Ce que cela change pour l'actionnaire
En francs, la séance coûte cher à qui détient ces titres. Dix actions Unilever Côte d'Ivoire valaient 540 000 FCFA à la clôture du 14 septembre. Le 16 septembre, elles en valaient 490 250, soit 49 750 FCFA de moins en deux séances. Cent actions Bernabé valaient 229 500 FCFA le 14 septembre et 210 500 FCFA le 16, soit 19 000 FCFA de moins.
Trois enseignements pratiques.

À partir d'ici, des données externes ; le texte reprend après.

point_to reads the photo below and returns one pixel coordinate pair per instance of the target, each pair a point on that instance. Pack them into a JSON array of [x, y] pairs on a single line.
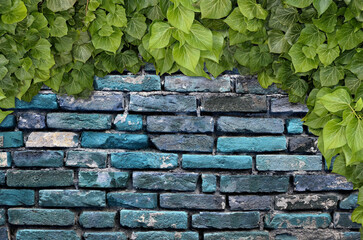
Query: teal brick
[[132, 83], [41, 217], [251, 144], [144, 160], [216, 162], [132, 200], [97, 219], [288, 162], [297, 220], [114, 140], [97, 179], [154, 219]]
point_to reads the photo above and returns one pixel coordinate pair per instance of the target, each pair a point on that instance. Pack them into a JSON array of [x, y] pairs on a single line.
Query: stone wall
[[168, 158]]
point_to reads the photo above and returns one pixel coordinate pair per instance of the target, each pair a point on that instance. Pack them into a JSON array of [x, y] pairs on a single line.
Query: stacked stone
[[174, 158]]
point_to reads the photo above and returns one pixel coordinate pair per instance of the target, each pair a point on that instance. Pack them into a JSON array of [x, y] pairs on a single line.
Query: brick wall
[[168, 158]]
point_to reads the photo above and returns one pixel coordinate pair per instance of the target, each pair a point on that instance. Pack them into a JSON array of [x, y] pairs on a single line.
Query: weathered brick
[[133, 83], [187, 124], [97, 179], [161, 103], [154, 219], [216, 161], [39, 178], [114, 140], [29, 158], [197, 84], [79, 121], [234, 220], [253, 183], [132, 200], [321, 183], [97, 219], [144, 160], [185, 143], [192, 201], [251, 144], [165, 181], [41, 217], [72, 198]]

D'abord, sur une valeur peu liquide, un ordre au prix du marché peut être exécuté très loin du dernier cours affiché : l'ordre à cours limité, qui fixe un prix maximum à l'achat ou minimum à la vente, existe pour cela. Ensuite, une réservation ne fait pas disparaître un ordre, elle le décale : il reste dans le carnet jusqu'à la confrontation suivante. Enfin, un cours qui atteint sa limite ne dit rien de la santé de l'entreprise, seulement du déséquilibre entre acheteurs et vendeurs ce jour-là.
Pour la société elle-même, une valeur peu échangée est un handicap durable : elle rend plus difficile une augmentation de capital et éloigne les investisseurs institutionnels, qui ont besoin de pouvoir entrer et sortir sans déplacer le cours.
Sources
- BRVM, données de clôture de la séance du 16 septembre 2026, et bulletins officiels de la cote des 14 et 15 septembre 2026.
- BRVM, règles de négociation, d'admission et de radiation à la cote, Instruction I-A relative aux écarts maximaux.
- BRVM, rapports de Bernabé CI et rapports d'Unilever CI, consultés le 16 septembre 2026.
- Nafa, 16 septembre 2026 : dividende brut et dividende net, ce que vous touchez réellement.